Se isso fosse verdade, provavelmente significava que nenhum mal aconteceria às pessoas que deixei para trás, lá em Ranoa. Afinal, se eu tivesse partido para Begaritt no mesmo instante, não teria me encontrado com Sylphie nem conhecido meus outros amigos. Eu não teria motivos para me “arrepender” dos desastres que poderiam acontecer.

Mas assim que pensei melhor nisso, notei que os arrependimentos poderiam ser agora diferentes. As coisas poderiam correr bem para mim, mas acabar mal em casa. Algo poderia acontecer com Sylphie ou com o bebê.

— Precisa de alguma coisa, Rudeus?

— Nah, não é nada…

Eu tinha que parar de especular sobre isso. Se ficar pensando em todas as maneiras como as coisas podem dar errado, é possível enlouquecer.
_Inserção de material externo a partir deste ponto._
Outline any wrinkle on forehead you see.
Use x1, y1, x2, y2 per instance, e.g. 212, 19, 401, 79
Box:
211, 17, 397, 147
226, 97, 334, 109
E um cara como eu sempre cometeria erros, não importa o quanto tentasse evitar.

Não havia como dizer o que o futuro reservava.

Foi a primeira vez que fui diretamente contra o conselho do Deus-Homem. Até então, eu tinha me saído bem seguindo a liderança dele. Isso significava que essa escolha acabaria em um desastre, não importa o que eu tentasse?

Nah. Eu não acreditava nisso. Sabia que havia perigo à frente, então devia ser possível evitá-lo. Ainda assim, havia um risco real de que alguém de quem eu gostasse pudesse acabar como Tont. Se eu quisesse evitar isso, precisava ficar em alerta. E se houvesse alguém por aí que quisesse prejudicar a minha família, então…

Pare. Isso é inútil.

Eu poderia dizer o que quisesse para mim mesmo, mas não tinha motivos para acreditar que seria capaz de matar. Eu só teria que fazer tudo o que pudesse para manter a minha família segura.

Isso, ao menos, eu poderia prometer a mim mesmo.

Duas semanas depois, finalmente chegamos à Cidade Labirinto de Rapan.

Tínhamos chegado ao nosso destino. Estava na hora de começar.